Enjeu de la primaire de gauche

Le revenu universel - ou revenu de base ou revenu décent, quel que soit le nom donné - sera l'un des enjeux de la primaire organisée par le parti socialiste en janvier.

Un revenu de 750 euros pour Benoît Hamon. Le plus engagé sur la question est sans aucun doute Benoît Hamon. Invité d'Europe 1 lundi, le candidat a réitéré sa volonté de mettre en place, s'il est élu président de la République, un "revenu universel d'existence" de 750 euros. Une mesure qui "ne se fera pas du jour au lendemain, mais c’est réaliste", affirme-t-il, estimant qu'il fallait revoir notre rapport en travail. Selon son programme, il s'agira d'abord d'augmenter le RSA à 600 euros pour les ayant-droits et les jeunes de 18 à 25 ans, "quel que soit leur niveau de ressources". Puis, il sera étendu à l'ensemble de la population sous la forme d'un revenu de base avant d'être finalement augmenté à 750 euros.

Le revenu décent de Manuel Valls.
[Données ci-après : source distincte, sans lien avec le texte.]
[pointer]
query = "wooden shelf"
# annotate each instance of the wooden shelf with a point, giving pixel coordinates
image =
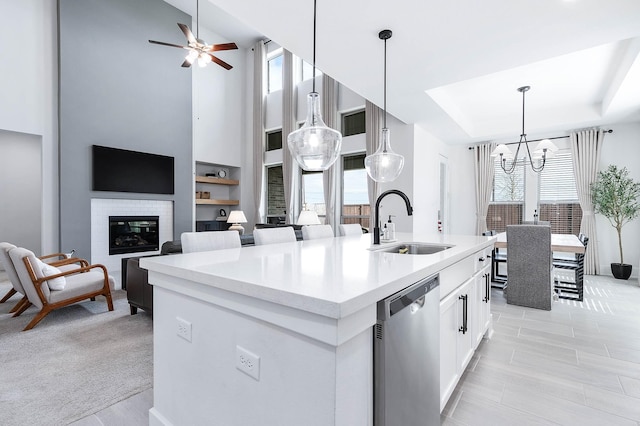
(217, 202)
(219, 181)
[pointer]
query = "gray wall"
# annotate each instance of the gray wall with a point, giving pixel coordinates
(21, 189)
(118, 90)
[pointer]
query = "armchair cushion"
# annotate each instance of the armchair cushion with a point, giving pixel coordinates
(54, 283)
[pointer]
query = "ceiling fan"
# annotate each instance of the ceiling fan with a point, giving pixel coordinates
(199, 49)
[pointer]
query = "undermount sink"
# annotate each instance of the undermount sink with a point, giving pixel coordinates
(414, 248)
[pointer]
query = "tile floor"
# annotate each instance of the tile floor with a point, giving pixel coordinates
(578, 364)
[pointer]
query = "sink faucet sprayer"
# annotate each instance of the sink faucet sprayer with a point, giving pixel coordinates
(376, 228)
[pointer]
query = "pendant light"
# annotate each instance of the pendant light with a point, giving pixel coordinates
(544, 150)
(314, 146)
(384, 165)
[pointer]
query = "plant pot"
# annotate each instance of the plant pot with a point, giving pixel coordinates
(621, 271)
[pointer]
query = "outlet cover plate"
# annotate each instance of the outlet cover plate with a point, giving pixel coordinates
(183, 329)
(248, 362)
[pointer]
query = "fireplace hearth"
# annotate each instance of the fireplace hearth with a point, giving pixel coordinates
(133, 234)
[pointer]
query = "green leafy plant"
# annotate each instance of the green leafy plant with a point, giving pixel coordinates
(615, 196)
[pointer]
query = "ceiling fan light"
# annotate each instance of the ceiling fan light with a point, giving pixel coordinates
(314, 146)
(384, 165)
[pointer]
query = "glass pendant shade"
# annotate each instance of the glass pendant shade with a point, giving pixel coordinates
(314, 146)
(384, 165)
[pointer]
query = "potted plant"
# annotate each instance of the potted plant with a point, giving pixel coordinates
(615, 196)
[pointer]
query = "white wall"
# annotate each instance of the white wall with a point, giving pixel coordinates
(28, 85)
(622, 148)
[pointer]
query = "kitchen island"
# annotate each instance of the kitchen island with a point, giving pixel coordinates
(282, 334)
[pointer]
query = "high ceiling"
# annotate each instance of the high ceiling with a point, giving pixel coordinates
(454, 66)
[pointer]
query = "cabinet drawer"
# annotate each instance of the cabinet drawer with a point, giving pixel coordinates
(456, 274)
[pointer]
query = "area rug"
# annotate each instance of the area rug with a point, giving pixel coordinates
(75, 362)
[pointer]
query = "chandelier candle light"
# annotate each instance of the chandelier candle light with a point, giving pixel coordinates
(384, 165)
(544, 150)
(314, 146)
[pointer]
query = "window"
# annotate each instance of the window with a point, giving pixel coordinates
(313, 193)
(558, 198)
(307, 71)
(355, 195)
(507, 198)
(276, 205)
(274, 140)
(274, 71)
(353, 123)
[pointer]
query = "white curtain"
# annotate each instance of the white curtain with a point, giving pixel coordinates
(259, 99)
(586, 147)
(289, 166)
(373, 118)
(483, 166)
(329, 101)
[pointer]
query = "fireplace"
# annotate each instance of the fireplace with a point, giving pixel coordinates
(132, 234)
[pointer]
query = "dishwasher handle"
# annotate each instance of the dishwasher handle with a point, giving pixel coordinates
(412, 297)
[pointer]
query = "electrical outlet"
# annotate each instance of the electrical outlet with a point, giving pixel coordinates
(248, 362)
(183, 329)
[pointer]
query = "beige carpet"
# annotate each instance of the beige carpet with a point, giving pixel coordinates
(75, 362)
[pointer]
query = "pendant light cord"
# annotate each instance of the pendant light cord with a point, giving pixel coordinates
(314, 45)
(385, 84)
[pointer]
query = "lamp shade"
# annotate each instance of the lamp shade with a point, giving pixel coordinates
(314, 146)
(384, 165)
(308, 217)
(237, 216)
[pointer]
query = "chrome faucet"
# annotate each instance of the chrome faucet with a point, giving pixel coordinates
(376, 228)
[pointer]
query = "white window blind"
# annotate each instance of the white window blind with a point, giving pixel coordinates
(508, 187)
(557, 182)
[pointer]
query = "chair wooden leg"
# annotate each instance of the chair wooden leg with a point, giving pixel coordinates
(43, 313)
(8, 295)
(18, 305)
(24, 307)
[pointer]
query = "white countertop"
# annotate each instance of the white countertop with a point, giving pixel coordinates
(332, 277)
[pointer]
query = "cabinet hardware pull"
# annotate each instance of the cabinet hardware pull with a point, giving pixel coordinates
(464, 328)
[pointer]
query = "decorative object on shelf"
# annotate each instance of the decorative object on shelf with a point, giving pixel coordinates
(199, 49)
(545, 148)
(616, 196)
(308, 217)
(384, 165)
(314, 146)
(236, 217)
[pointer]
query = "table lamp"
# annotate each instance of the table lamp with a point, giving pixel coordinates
(236, 217)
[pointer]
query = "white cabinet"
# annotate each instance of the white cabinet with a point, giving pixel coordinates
(465, 317)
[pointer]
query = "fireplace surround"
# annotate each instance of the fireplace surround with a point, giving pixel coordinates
(133, 234)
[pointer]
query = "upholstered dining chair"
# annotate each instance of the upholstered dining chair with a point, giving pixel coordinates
(48, 289)
(282, 234)
(349, 229)
(529, 266)
(209, 240)
(314, 232)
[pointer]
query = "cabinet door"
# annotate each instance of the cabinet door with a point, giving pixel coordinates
(467, 307)
(449, 324)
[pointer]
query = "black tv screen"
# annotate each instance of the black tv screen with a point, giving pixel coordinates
(121, 170)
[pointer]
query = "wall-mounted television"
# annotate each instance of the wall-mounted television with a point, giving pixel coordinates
(121, 170)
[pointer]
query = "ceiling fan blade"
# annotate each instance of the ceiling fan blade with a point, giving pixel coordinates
(187, 33)
(220, 62)
(224, 46)
(167, 44)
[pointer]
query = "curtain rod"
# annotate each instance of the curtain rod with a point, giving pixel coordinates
(538, 140)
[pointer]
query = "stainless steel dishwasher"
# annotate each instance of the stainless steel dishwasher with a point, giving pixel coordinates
(406, 357)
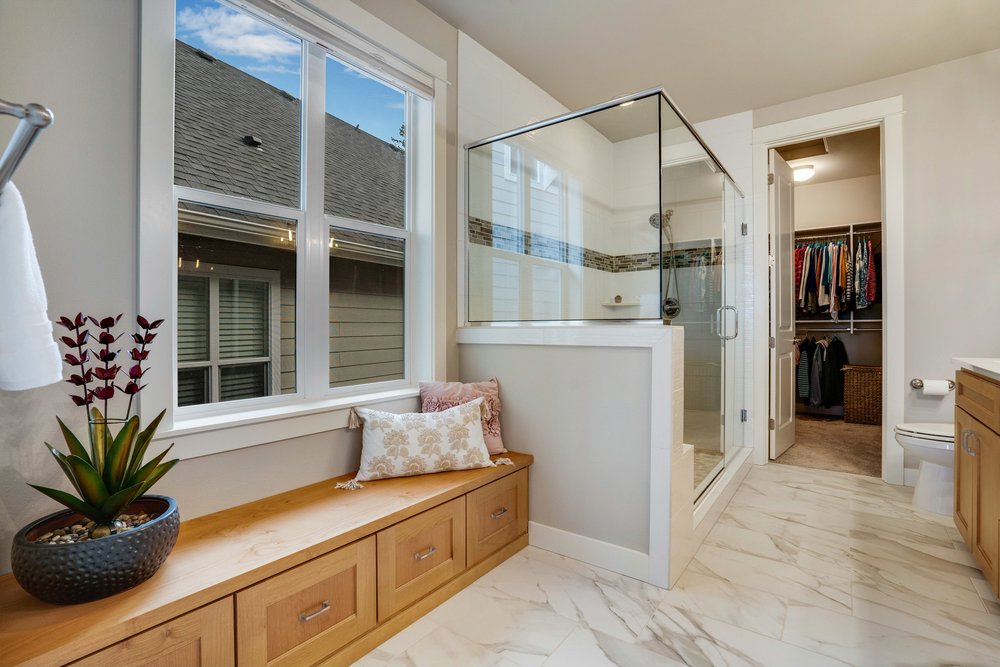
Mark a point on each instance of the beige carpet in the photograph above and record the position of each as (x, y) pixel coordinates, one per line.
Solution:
(833, 444)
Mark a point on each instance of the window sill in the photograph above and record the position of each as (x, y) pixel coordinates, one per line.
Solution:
(211, 435)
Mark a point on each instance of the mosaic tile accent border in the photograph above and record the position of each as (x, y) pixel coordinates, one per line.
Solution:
(502, 237)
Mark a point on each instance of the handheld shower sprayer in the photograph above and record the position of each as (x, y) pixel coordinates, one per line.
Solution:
(671, 304)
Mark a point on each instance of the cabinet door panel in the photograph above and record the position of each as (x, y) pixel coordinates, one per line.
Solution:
(986, 515)
(979, 397)
(497, 515)
(202, 638)
(419, 554)
(308, 612)
(965, 476)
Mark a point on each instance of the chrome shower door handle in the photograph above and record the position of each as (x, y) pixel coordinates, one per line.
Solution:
(736, 322)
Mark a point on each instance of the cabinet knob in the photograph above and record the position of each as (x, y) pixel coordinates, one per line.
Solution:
(325, 607)
(426, 554)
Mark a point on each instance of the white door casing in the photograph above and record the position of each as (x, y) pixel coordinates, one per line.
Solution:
(782, 227)
(887, 114)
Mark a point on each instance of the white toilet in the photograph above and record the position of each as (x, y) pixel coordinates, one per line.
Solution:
(934, 446)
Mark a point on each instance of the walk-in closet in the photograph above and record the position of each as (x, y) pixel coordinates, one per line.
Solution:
(838, 303)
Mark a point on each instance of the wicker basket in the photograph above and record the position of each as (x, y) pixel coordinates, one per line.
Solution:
(863, 394)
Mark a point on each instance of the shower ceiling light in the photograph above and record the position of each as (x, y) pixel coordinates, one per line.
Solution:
(803, 173)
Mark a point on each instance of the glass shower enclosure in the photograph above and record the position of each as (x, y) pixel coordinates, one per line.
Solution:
(615, 213)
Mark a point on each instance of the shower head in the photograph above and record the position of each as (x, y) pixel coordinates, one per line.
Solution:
(654, 220)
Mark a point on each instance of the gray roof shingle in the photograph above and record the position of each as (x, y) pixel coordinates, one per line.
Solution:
(217, 105)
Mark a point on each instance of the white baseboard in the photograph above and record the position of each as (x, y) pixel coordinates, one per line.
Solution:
(612, 557)
(719, 494)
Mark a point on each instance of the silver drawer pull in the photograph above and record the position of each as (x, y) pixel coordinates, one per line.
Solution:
(425, 555)
(325, 607)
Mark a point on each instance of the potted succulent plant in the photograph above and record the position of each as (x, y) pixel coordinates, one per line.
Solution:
(113, 536)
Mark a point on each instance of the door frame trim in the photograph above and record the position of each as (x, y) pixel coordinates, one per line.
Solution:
(887, 114)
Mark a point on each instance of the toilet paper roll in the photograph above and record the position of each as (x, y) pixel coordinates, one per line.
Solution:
(936, 388)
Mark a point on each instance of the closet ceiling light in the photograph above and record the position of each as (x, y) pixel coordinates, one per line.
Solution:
(803, 173)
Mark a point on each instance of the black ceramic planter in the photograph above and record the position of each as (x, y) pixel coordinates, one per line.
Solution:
(97, 568)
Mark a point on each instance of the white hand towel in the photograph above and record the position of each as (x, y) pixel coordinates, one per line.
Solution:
(29, 357)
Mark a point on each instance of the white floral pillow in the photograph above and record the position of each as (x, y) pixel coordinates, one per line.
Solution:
(416, 443)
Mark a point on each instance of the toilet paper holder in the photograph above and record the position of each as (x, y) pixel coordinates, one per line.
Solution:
(917, 383)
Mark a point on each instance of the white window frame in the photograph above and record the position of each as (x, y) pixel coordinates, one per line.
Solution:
(314, 407)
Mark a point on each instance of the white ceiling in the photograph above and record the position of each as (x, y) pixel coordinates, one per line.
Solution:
(717, 57)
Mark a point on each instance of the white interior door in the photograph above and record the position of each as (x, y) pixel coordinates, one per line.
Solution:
(782, 226)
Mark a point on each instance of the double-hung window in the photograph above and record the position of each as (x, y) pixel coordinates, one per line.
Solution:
(303, 171)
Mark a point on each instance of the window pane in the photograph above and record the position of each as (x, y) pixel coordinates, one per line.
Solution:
(243, 267)
(365, 147)
(244, 318)
(192, 386)
(506, 290)
(243, 381)
(366, 307)
(192, 318)
(237, 109)
(546, 288)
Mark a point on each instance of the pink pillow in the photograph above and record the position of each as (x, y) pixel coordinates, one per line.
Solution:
(438, 396)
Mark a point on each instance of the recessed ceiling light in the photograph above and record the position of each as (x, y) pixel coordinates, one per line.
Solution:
(803, 173)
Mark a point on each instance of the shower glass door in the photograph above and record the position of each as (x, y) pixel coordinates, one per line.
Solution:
(693, 224)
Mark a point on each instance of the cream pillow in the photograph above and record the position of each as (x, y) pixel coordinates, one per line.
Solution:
(416, 443)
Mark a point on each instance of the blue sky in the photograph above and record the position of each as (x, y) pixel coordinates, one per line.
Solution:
(275, 57)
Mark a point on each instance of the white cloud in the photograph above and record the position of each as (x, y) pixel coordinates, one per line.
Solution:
(227, 32)
(271, 69)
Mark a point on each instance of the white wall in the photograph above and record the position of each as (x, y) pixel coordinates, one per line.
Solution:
(79, 185)
(951, 143)
(589, 444)
(848, 201)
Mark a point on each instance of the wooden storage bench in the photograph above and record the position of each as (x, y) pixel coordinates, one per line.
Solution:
(314, 576)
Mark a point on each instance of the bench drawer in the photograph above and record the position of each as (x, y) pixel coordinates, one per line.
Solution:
(202, 638)
(497, 515)
(419, 554)
(978, 396)
(304, 614)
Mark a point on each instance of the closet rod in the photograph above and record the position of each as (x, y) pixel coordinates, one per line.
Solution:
(34, 118)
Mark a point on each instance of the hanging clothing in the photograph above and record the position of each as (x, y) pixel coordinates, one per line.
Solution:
(870, 275)
(833, 277)
(816, 374)
(832, 380)
(805, 348)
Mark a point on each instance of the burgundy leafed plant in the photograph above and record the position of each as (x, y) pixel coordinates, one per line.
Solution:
(104, 369)
(111, 475)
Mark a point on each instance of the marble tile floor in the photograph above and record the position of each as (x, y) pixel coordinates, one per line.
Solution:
(804, 568)
(706, 462)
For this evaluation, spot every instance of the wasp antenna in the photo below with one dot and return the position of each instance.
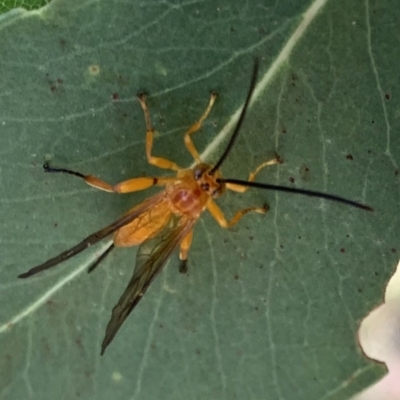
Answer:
(47, 168)
(241, 118)
(287, 189)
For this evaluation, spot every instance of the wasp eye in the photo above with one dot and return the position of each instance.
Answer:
(197, 174)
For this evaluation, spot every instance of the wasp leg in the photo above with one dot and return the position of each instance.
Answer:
(195, 127)
(128, 186)
(184, 249)
(157, 161)
(219, 216)
(252, 175)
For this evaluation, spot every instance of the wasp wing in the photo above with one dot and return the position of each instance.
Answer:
(151, 257)
(97, 236)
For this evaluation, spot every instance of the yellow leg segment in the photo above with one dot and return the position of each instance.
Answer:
(195, 127)
(157, 161)
(185, 246)
(252, 175)
(219, 216)
(128, 186)
(184, 249)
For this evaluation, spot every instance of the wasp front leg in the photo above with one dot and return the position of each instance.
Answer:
(183, 253)
(128, 186)
(156, 161)
(195, 127)
(252, 175)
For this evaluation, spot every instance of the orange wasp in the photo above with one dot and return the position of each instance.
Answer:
(165, 221)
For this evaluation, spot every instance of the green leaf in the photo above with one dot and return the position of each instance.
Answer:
(7, 5)
(268, 309)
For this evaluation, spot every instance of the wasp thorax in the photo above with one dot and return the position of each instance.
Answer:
(207, 181)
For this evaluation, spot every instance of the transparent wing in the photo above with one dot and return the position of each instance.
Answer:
(151, 257)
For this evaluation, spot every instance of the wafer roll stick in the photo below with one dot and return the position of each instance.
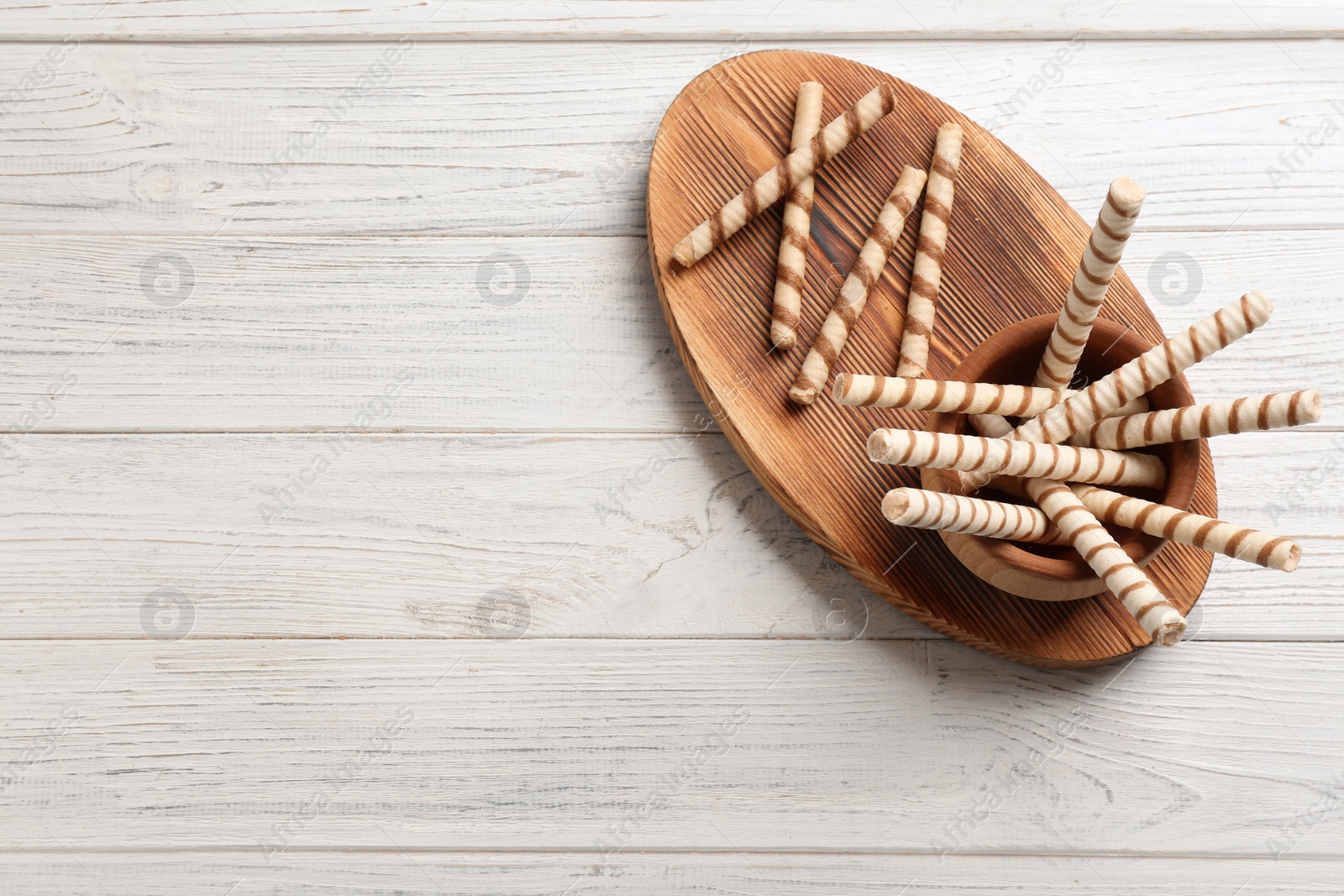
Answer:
(797, 222)
(1200, 531)
(1097, 266)
(1149, 606)
(864, 390)
(922, 305)
(1202, 421)
(969, 516)
(1142, 375)
(792, 170)
(858, 285)
(1005, 457)
(995, 426)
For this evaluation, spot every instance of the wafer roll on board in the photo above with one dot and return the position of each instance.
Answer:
(922, 305)
(1200, 531)
(1007, 457)
(792, 170)
(1085, 296)
(1142, 375)
(797, 221)
(858, 285)
(1149, 606)
(1202, 421)
(925, 510)
(953, 396)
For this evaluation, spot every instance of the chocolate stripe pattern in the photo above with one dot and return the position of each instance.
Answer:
(797, 165)
(969, 516)
(922, 305)
(1005, 457)
(1142, 375)
(797, 221)
(1095, 269)
(1142, 598)
(1191, 528)
(858, 285)
(1202, 421)
(864, 390)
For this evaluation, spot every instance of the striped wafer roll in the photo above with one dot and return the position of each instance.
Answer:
(1149, 606)
(1142, 375)
(1097, 266)
(969, 516)
(797, 222)
(911, 394)
(853, 293)
(1202, 421)
(922, 305)
(1007, 457)
(792, 170)
(1191, 528)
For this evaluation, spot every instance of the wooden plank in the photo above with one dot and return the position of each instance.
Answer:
(554, 137)
(396, 873)
(667, 19)
(517, 537)
(554, 745)
(524, 333)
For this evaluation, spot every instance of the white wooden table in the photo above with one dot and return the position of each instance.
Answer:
(360, 532)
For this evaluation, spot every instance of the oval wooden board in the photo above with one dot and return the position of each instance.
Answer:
(1011, 254)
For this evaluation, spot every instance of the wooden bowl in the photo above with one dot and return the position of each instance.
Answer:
(1048, 573)
(1012, 251)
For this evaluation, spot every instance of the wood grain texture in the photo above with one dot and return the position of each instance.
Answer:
(638, 537)
(393, 872)
(306, 305)
(669, 19)
(1011, 255)
(864, 746)
(178, 140)
(297, 333)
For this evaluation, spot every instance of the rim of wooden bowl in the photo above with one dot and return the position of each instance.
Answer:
(1046, 573)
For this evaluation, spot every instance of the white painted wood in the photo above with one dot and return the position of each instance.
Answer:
(546, 745)
(299, 333)
(647, 627)
(629, 20)
(522, 537)
(400, 873)
(543, 139)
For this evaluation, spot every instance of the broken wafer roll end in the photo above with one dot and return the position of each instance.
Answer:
(783, 338)
(1308, 409)
(801, 394)
(949, 143)
(840, 391)
(1171, 626)
(1126, 194)
(1290, 557)
(685, 253)
(895, 504)
(879, 445)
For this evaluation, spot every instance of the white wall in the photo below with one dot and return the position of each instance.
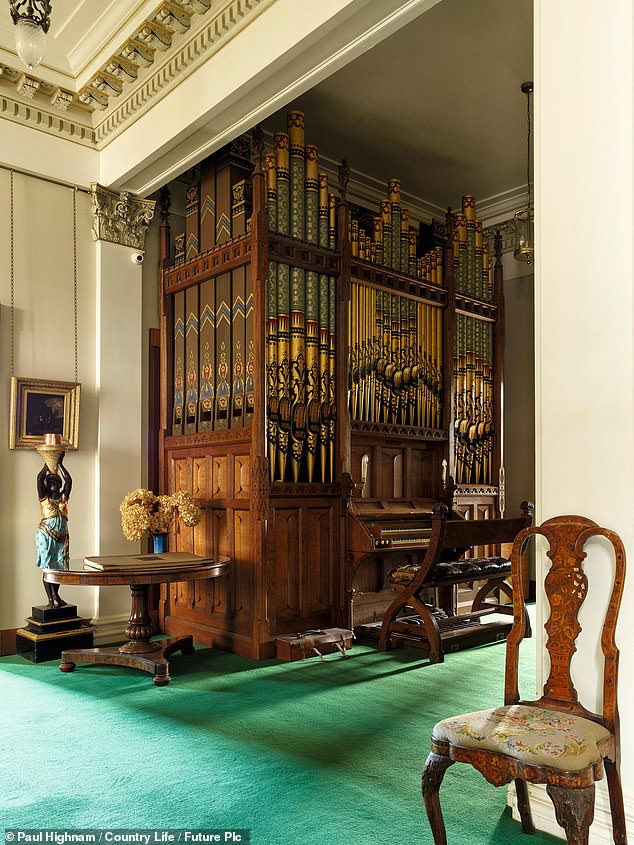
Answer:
(584, 319)
(519, 384)
(44, 349)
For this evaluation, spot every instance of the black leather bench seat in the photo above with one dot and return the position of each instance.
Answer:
(476, 569)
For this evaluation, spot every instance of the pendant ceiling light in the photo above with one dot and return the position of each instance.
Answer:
(524, 249)
(32, 19)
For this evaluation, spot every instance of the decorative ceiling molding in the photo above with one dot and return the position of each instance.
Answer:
(27, 113)
(120, 218)
(230, 19)
(123, 89)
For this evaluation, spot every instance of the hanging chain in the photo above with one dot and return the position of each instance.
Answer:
(75, 284)
(528, 150)
(12, 332)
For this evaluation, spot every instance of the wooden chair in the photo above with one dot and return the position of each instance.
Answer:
(554, 740)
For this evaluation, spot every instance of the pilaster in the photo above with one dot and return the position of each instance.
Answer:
(120, 224)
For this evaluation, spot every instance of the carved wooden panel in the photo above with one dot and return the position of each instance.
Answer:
(241, 477)
(421, 473)
(200, 478)
(390, 473)
(242, 570)
(219, 477)
(287, 547)
(183, 474)
(318, 560)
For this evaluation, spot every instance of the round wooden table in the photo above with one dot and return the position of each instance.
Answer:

Autre candidat favorable à un revenu universel : Manuel Valls. L'ex-Premier ministre préfère le terme de "revenu décent". Sans remettre en cause notre rapport au travail, il considère cette mesure comme un moyen de simplifier le système "difficilement lisible" des minima sociaux. Comme écrit dans son programme, Manuel Valls veut donc "créer un revenu décent issu de la fusion de minimas sociaux qui sera attribué, sous conditions de ressources, à toute personne âgée de plus de 18 ans résidant régulièrement sur le territoire national". Son montant atteindrait 800 euros.

Plus d'opposants que d'adeptes. Le revenu universel ne fait pourtant pas consensus à gauche. Arnaud Montebourg juge qu'il ne constitue pas un "modèle de société" et préfère croire à "la société du travail", a-t-il affirmé sur RTL. Plus en nuances, il a déclaré que le revenu de base "est une solution pour après-demain car elle est infaisable" financièrement. Vincent Peillons'est quant à lui déclaré "philosophiquement opposé" au revenu universel, sur BFMTV. "Je crois à la dignité par le travail et dans le travail. Je veux une solidarité qui inclut, pas qui exclut : 'Je te donne de l'argent et tu restes chez toi'", s'est-il justifié.

Le Parti socialiste n'a pas le monopole du revenu universel. Chez Les Républicains, Frédéric Lefebvre et Nathalie Kosciusko-Morizet sont pour l’instauration d'un revenu de base, mais la somme va du simple au double : 470 euros pour NKM, entre 800 et 1.000 pour le député des Français de l'étranger. L'écologiste Michèle Rivasi, finaliste de la primaire EELV, y est elle aussi favorable et avance un montant de 800 à 1.000 euros.